As this reign of terror erupted, security agencies in the region barely responded in time to save even one soul, with some police stations barely 200 meters from attack sites. Mt Elgon is not new to clashes; with one of the worst ones having happened at the height of Sabaot Land Defense Force (SLDF) in 2008 that called for a Military operation. Amidst the atrocities that came the operation, the upside is that a permanent military camp was set up in the area and has been in the region since then, as well as contingents of officers from General Service Unit, Kenya Forest Service, Kenya Wildlife Service and the Kenya Police Service.
In such a guarded territory, 36 people have lost their lives in a span of eight months between July 2017 and February 2018 and a similar number left with physical and psychological wounds. Women have been raped and men have been marked as wanted by the criminal gangs. A curfew has been imposed and officers can now been seen patrolling the area with a visible calm having returned.
KNCHR has held various missions and meetings with local administration and security agencies since the eruption of the violence in February and no concrete cause of the conflict has been tabled. Some say it is revenge missions by former inmates who were convicted in the 2006/7 clashes who have recently been released.
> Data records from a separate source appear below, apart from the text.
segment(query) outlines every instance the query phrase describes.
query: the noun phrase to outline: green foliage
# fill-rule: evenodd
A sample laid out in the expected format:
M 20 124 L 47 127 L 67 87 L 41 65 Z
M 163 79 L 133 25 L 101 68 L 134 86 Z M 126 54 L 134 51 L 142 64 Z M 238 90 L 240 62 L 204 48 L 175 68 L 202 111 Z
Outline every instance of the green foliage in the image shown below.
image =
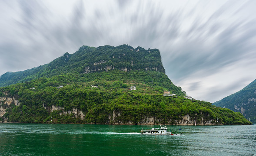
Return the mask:
M 156 49 L 83 46 L 49 64 L 7 73 L 0 77 L 0 86 L 6 86 L 0 88 L 0 97 L 14 97 L 20 103 L 11 104 L 0 119 L 9 122 L 136 124 L 153 117 L 174 124 L 189 115 L 214 124 L 217 116 L 220 124 L 250 123 L 239 113 L 183 98 L 181 88 L 164 74 Z M 131 86 L 136 90 L 129 90 Z M 178 96 L 164 97 L 164 90 Z M 58 109 L 52 111 L 53 106 Z M 74 110 L 82 111 L 83 120 Z
M 241 91 L 213 104 L 242 112 L 246 118 L 256 122 L 256 79 Z
M 115 74 L 116 72 L 111 73 L 114 77 L 120 76 Z M 144 72 L 136 72 L 142 75 L 144 74 Z M 153 72 L 152 72 L 153 75 Z M 164 97 L 162 93 L 152 89 L 151 85 L 140 82 L 139 80 L 135 80 L 136 78 L 130 81 L 130 77 L 129 81 L 125 79 L 123 79 L 123 81 L 103 80 L 99 78 L 105 77 L 109 73 L 102 73 L 103 75 L 91 74 L 91 77 L 88 77 L 88 74 L 86 77 L 81 76 L 84 75 L 75 75 L 79 82 L 75 83 L 70 81 L 70 84 L 65 84 L 63 81 L 73 79 L 73 75 L 39 78 L 0 88 L 0 92 L 7 91 L 9 95 L 18 96 L 20 103 L 19 106 L 12 105 L 3 119 L 8 118 L 9 122 L 29 123 L 111 124 L 113 122 L 121 122 L 136 124 L 145 121 L 147 117 L 154 117 L 160 123 L 174 124 L 175 120 L 189 115 L 198 122 L 202 121 L 203 118 L 205 122 L 212 122 L 214 124 L 249 124 L 241 114 L 212 106 L 209 102 L 192 101 L 183 98 L 182 94 L 177 97 Z M 122 78 L 130 74 L 128 72 L 123 74 L 120 74 L 122 75 Z M 94 78 L 95 74 L 99 76 L 96 80 L 86 82 L 88 79 Z M 93 84 L 98 84 L 98 88 L 91 87 Z M 136 85 L 136 90 L 129 91 L 123 88 L 124 84 L 126 87 Z M 63 87 L 59 88 L 60 85 L 63 85 Z M 156 88 L 164 89 L 156 86 Z M 30 89 L 32 87 L 35 89 Z M 11 93 L 11 91 L 13 91 Z M 59 107 L 60 109 L 51 112 L 49 109 L 53 105 Z M 83 120 L 75 117 L 72 111 L 74 109 L 83 112 L 85 116 Z M 119 115 L 114 117 L 114 114 Z M 51 121 L 52 117 L 53 121 Z M 216 123 L 216 117 L 219 119 L 219 123 Z M 110 118 L 114 118 L 114 120 Z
Others say it is political rivals getting back at each other and those that supported opposing side. While on the other hand land remains a perennial and thorny issues emanating from the Chebiyuk phase III settlement scheme. One person is marked as the key perpetrator despite the attacks being orchestrated by gangs of more than five persons.
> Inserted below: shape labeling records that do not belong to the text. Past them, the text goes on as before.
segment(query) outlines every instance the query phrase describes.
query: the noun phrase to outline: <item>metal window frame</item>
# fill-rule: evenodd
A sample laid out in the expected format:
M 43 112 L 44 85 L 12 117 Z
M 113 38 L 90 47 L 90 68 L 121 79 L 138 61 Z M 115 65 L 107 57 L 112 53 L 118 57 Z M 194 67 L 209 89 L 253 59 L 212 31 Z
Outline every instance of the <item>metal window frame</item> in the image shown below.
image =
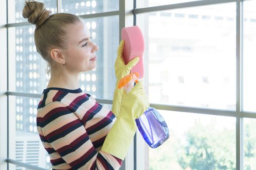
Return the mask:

The right to life and right to dignity as guaranteed in Article 26 and 28 of the Constitution of Kenya cannot be over ridden and accountability by both perpetrators and enablers of violence, to include public officers. As the institution mandated to monitor the Country’s compliance with human rights standards, KNCHR continues to document emerging issues and monitoring efforts at containing the security situation in Mt. Elgon.
As the curfew takes effects, residents are calling on the government to set up psychosocial support centers to manage the trauma. Further, they are calling on the government to address with finality the land issues and reshuffle security officers who are currently serving in the region to allow a new eye deal with the problem.
The trigger to the violence remains a mystery and thus the situation is like a latent volcanic mountain, the lava still boils from below.